Joyful Health, New York, NY, United States


About Joyful Health
Building the financial operating system for healthcare — and bringing the joy back to healthcare by fixing the financial chaos behind it. The healthcare payment system is a complex and inefficient maze. Healthcare practices leave $125 billion in revenue uncollected each year, lost in the chaos of fragmented financial data, manual workflows, and opaque payer systems. This financial uncertainty leaves practices struggling to stay afloat while valuable revenue slips through the cracks.

Joyful Health is building an AI‑powered financial operating system for healthcare practices. Our mission is to bring the joy back to running a private practice by simplifying financial operations so providers can focus on patient care. We spent 10 months working as fractional CFOs for a dozen practices, doing this work side by side with providers as we developed our product.

We just closed a funding round led by world‑class investors and angels including the founders of MongoDB & KAYAK.

If you’re excited about combining real‑world RCM expertise with product innovation, we’d love to meet you.

The Role
The RCM Workflow Specialist sits at the intersection of revenue cycle operations and product intelligence. This is not a traditional billing role.
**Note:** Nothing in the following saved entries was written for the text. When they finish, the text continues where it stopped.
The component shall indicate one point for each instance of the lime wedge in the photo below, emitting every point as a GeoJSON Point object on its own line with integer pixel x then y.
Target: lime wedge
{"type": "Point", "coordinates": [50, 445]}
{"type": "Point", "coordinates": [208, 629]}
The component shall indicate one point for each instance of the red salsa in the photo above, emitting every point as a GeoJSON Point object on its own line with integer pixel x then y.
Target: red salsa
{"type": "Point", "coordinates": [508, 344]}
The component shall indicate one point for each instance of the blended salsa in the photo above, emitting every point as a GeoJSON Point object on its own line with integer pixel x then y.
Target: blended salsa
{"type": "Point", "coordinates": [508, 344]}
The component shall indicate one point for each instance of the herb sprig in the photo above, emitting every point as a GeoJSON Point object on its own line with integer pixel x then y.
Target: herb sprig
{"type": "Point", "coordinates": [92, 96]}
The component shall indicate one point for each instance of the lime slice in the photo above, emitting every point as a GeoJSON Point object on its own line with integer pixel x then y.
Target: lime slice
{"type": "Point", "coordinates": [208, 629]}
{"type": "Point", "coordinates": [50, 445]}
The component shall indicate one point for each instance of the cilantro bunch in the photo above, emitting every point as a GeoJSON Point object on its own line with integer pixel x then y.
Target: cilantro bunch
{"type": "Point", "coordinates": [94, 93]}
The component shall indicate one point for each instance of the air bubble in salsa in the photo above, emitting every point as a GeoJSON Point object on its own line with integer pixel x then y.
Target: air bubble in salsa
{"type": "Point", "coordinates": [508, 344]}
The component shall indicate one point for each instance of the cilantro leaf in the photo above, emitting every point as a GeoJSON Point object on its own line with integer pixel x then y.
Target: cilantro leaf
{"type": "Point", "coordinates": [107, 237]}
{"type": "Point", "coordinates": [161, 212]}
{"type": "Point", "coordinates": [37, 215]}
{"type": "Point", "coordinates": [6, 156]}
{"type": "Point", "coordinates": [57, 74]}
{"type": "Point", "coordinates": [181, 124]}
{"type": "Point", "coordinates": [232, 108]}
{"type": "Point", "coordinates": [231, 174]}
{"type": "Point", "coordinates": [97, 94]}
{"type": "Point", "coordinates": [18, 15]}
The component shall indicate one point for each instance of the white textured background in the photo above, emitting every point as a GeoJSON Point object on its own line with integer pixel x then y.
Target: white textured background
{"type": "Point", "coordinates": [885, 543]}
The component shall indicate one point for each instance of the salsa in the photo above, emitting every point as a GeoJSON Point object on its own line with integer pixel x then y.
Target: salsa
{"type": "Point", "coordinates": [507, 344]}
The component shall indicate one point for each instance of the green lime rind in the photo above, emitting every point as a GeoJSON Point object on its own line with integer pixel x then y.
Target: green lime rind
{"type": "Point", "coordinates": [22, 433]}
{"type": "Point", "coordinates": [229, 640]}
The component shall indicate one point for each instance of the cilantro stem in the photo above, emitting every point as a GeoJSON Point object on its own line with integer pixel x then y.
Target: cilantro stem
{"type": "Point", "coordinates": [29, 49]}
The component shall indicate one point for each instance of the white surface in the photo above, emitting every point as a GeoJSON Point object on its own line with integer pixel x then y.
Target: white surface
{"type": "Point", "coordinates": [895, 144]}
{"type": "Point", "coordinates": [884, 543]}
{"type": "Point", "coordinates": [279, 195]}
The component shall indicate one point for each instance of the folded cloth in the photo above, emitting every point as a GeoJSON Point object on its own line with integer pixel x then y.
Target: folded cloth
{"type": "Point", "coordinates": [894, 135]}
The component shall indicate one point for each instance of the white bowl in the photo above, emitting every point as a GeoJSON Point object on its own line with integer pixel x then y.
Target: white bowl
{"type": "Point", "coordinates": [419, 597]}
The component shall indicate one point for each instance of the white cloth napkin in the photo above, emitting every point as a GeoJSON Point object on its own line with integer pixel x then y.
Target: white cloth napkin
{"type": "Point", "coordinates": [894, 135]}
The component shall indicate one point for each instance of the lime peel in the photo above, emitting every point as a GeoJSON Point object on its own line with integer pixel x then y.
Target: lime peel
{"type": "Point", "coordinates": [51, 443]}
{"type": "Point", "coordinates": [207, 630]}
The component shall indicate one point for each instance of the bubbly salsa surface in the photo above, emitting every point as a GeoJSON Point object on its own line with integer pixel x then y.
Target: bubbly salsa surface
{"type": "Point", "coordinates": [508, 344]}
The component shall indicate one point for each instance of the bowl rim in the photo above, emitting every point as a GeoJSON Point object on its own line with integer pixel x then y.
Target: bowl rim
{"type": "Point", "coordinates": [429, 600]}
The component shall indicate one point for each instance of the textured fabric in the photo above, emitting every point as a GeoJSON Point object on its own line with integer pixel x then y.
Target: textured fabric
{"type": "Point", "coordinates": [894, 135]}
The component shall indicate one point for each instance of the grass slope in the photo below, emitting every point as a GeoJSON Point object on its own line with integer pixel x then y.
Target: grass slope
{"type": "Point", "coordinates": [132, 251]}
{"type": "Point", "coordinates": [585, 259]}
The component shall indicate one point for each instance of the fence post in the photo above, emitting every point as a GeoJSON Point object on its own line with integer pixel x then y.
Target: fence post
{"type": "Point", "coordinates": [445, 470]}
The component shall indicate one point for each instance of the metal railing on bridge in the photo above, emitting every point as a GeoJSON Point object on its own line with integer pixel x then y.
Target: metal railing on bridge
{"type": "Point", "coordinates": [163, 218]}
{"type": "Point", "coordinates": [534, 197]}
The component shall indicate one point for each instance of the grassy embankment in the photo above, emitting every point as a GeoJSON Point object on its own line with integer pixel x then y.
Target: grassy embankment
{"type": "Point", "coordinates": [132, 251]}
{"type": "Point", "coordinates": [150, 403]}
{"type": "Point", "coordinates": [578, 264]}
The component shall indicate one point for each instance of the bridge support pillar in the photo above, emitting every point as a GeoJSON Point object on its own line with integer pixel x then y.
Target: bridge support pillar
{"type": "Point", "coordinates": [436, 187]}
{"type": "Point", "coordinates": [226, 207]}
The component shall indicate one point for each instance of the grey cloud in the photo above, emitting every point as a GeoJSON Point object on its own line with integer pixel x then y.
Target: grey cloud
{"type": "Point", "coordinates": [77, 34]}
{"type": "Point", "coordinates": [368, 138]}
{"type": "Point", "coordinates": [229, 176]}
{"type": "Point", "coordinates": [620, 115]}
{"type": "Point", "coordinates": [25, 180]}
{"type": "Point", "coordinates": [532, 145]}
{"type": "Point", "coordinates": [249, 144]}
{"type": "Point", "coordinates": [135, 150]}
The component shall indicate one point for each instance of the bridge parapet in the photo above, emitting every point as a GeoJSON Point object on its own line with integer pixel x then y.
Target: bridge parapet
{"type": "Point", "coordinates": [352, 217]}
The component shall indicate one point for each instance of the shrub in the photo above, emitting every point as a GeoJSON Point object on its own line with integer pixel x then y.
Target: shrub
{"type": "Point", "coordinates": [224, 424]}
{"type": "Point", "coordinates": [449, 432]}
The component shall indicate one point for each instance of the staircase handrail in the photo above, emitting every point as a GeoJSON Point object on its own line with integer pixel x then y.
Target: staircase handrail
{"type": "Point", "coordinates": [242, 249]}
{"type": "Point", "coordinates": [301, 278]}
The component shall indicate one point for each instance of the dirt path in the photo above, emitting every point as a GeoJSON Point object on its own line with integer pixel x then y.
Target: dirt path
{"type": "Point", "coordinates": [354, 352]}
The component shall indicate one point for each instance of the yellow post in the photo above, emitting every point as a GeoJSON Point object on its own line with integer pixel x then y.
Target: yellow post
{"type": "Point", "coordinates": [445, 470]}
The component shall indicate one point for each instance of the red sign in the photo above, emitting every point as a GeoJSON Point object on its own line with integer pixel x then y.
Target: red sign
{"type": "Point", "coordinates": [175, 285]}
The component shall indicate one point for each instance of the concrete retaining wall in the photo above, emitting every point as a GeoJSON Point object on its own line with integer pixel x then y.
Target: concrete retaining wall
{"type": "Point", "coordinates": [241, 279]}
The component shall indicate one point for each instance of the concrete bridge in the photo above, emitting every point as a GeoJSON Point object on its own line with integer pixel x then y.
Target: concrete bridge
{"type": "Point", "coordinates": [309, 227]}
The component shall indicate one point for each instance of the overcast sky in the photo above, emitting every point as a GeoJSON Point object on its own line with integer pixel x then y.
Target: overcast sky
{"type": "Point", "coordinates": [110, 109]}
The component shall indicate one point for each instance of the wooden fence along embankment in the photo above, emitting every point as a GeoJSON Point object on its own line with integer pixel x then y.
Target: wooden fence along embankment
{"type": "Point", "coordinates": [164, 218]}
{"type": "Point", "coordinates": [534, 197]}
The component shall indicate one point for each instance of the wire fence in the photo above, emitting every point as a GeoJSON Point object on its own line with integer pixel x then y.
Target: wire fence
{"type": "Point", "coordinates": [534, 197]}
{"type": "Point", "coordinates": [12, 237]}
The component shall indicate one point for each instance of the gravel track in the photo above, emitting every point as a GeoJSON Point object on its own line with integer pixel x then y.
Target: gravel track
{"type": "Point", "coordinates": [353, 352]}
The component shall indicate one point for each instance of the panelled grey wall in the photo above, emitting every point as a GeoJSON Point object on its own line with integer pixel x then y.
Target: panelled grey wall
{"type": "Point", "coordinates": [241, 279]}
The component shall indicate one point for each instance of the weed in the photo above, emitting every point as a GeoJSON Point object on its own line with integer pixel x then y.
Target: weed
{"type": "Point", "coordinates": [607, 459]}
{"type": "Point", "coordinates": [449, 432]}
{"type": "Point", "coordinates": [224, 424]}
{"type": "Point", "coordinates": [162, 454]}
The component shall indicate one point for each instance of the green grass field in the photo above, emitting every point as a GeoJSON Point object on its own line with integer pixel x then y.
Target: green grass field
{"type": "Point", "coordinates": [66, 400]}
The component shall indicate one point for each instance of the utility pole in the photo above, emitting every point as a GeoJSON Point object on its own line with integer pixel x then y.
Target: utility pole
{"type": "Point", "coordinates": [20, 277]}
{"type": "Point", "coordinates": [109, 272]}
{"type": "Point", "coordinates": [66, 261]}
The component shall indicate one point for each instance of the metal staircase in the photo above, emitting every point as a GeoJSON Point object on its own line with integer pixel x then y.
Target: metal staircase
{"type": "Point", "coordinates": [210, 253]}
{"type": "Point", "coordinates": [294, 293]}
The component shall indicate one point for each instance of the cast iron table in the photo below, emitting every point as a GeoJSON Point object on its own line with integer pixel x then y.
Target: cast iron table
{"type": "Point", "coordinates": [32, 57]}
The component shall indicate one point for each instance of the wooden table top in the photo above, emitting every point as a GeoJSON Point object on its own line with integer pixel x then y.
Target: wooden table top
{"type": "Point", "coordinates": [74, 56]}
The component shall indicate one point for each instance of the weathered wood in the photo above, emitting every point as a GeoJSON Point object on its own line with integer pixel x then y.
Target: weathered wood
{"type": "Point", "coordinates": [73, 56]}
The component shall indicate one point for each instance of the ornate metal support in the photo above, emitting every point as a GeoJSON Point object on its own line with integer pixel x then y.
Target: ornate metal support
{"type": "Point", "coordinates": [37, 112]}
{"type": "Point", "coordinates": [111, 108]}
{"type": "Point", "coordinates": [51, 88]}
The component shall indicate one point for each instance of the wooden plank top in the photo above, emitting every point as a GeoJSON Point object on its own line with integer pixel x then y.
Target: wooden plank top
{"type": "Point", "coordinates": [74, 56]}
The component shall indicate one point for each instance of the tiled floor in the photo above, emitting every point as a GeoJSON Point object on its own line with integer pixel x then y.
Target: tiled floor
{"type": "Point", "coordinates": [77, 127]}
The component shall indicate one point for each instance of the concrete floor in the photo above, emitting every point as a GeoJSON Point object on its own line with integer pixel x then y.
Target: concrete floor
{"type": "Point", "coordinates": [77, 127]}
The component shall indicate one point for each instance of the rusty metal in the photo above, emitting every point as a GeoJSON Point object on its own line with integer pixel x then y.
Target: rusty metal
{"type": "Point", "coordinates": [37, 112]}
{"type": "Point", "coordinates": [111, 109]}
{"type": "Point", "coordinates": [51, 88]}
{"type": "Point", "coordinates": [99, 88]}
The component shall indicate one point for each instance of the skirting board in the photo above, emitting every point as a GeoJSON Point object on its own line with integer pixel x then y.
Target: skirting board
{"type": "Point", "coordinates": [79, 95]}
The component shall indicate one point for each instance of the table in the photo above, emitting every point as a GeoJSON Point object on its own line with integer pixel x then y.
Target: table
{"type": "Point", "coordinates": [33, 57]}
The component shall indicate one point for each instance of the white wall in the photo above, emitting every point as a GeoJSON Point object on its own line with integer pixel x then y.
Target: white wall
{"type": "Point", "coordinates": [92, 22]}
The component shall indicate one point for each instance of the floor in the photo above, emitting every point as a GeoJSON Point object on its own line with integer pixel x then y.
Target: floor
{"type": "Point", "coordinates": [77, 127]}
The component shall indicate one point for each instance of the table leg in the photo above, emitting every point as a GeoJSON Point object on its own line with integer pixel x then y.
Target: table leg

You are responsible for two things that most billing professionals have never been asked to do together: 1) work real claims at an expert level and 2) translate that expertise into the structured data and direct feedback that powers Joyful’s AI product. Every action you take — every agent decision you review, every denial you analyze, every correction you document — directly improves how our system understands and solves revenue cycle problems.

You are both:

An expert‑level RCM practitioner

A collaborator who shapes how our AI learns

This role is part of the RCM Center of Excellence (CoE) and partners directly with the Engineering and Product teams.

There are two distinct tracks of work in this role:

Track 1: Agent QA & Data Labeling
Structured, recurring. You review AI agent decisions on claims, label them correct or incorrect with rationale, and provide natural language corrections that feed directly into model training. The quality of your labels is what makes the model smarter. This requires genuine RCM expertise — many decisions are judgment calls, not rule lookups.

Track 2: Product UX & Collaboration
Collaborative, fluid. You work directly alongside Engineering to pressure‑test features against real‑world RCM workflows. You tell us what’s hard to use, what doesn’t reflect how billing actually works, and what’s missing. You push back — this is an active, opinionated role, not a passive observer.

What You’ll Do
Execute High‑Quality Claims Workflows

Work claims across denial, A/R, and follow‑up workflows with a focus on accuracy and decision quality — not volume

Perform investigation, correction, and resolution of claims

Interact with payer systems, portals, and call centers as needed

Get creative when standard paths don’t work — you find a way to get the claim resolved. There is no such thing as “we can’t do it.”

Review and Label Agent Decisions

Review a statistical sample of AI agent‑closed encounters each week and assess whether the agent’s action was correct, with a written rationale for your decision

Provide natural language corrections through the product interface (e.g., “We should have checked the payer portal before closing — there was a timely filing issue that needed a retro authorization”)

These corrections feed directly into model training — your expertise is what makes the system smarter

Flag patterns where the agent consistently struggles or makes avoidable errors

Make confident calls on ambiguous scenarios — many of these are judgment calls, and sitting on the fence is not an option

Structure Data Through Labeling

Translate claim activity into standardized, structured workflow outputs

Accurately label denial categories and CARC/RARC codes

Root cause reasoning

Recovery actions taken

Outcomes (paid, denied, written off, appealed, etc.)

Ensure every claim worked and every agent review produces clean, structured data

Partner Directly with Product & Engineering

Work alongside engineers in a fast‑moving, collaborative environment — engineers communicate directly and get to the point quickly; you need to be comfortable in that environment and able to hold your own on RCM expertise

Tell us when something is wrong — if a proposed workflow doesn’t reflect how billing actually works, say so clearly and explain why

Help validate whether features and agent behaviors reflect real‑world RCM operations before they are released

Act as the voice of the RCM practitioner in product development — you are shaping how the system thinks, not just reviewing what it does

Leverage AI tools actively in your work — we expect everyone on this team to be pushing the boundary of what’s possible with the tooling available to them

Identify Patterns & Surface Insights

Recognize trends across claims, payers, and denial types

Flag inconsistencies, contradictions, or unclear outcomes

Surface edge cases and breakdowns in workflows

Contribute to improving categorization logic, definitions, and SOP quality

How You’ll Be Measured
This role is measured on quality, not quantity. Throughput is not a primary metric — the goal is expert‑level accuracy and meaningful insight generation.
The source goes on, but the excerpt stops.